Now he hardly had the time to talk with her, let alone treat her as she deserved to be treated. They had planned a date for the day before, but he had thought he was near to a breakthrough with that cabinet and lost track of time. And of course the cabinet remained as stubbornly broken as ever. When he had finally given up and crawled, exhausted, back to the dungeons, he was beyond being able to think of a decent explanation for Pansy, and even felt a flash of annoyance when he came upon her holding court in the common room with Greengrass and the others.
She didn't shriek, throw a tantrum or even demand an explanation. When he entered, she merely said, "Well?"
"Something came up." His standard non-answer.
She bit her lip and looked away. Immediately he felt stricken. "Pansy-"
"It's very well," she said, icily. She stood up and her hangers-on followed her, Greengrass giving him one of her suspiciously vacant glances and Rosier's sneer as off-putting as ever.
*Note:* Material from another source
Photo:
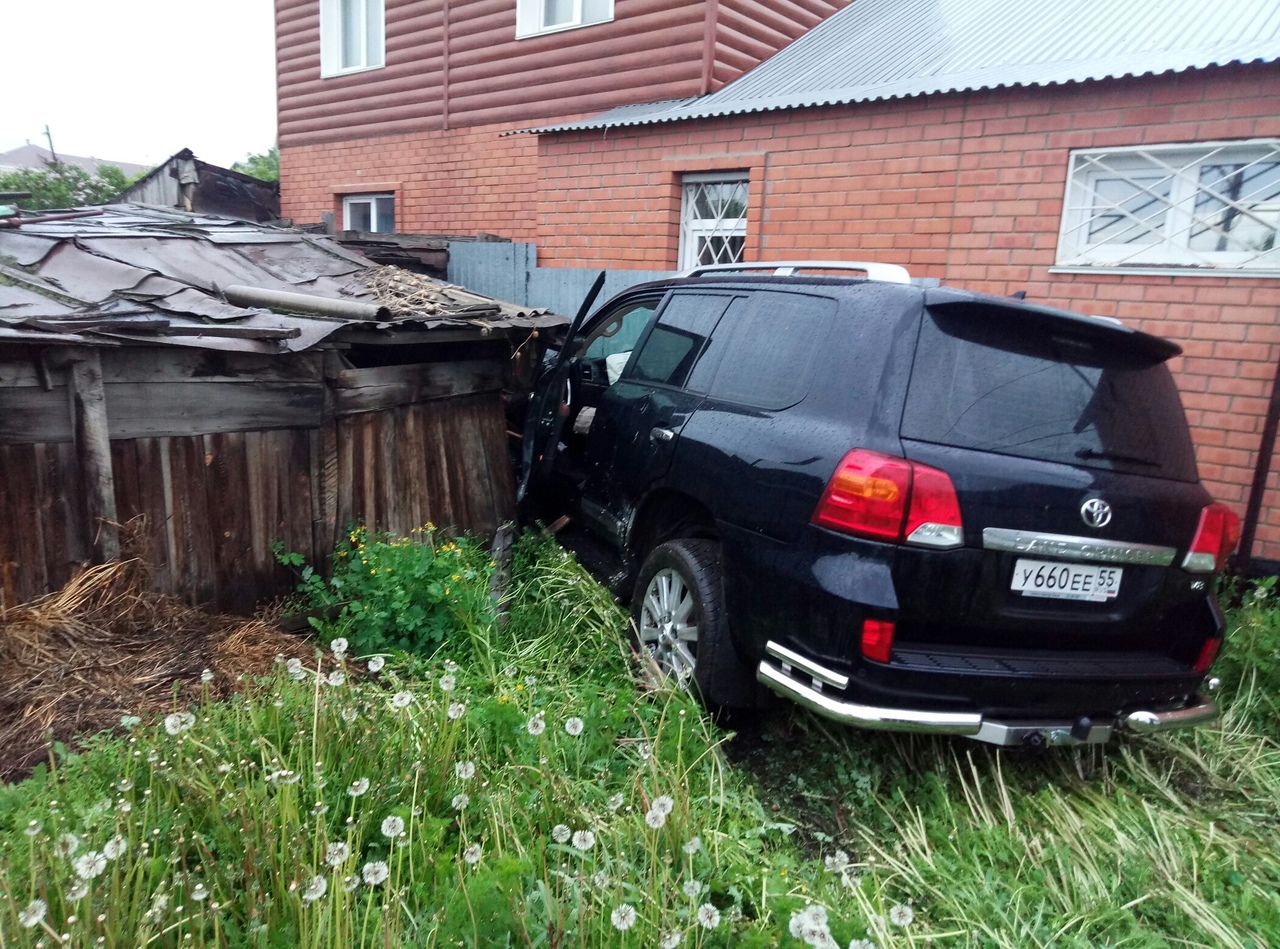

In the present, he glanced at the clock. Only ten minutes until his next meeting with Snape, receive another scolding and somehow muster enough energy to repel his legilimens. He picked up his quill and began to write again mechanically.
Afterward he threw the quill down and picked up the parchment to read what he'd written.
No, the weather has not improved at all. I will keep in mind what you wrote about the importance of daily practice, but there is plenty of time before we play Hufflepuff. You may be assured that I will continue to attend weekly practice.
The weather aside, everything is going well here.
With almost a growl, Draco tore the thing in half.
Author's Notes: This gave me so much trouble! I hope it's not too terrible.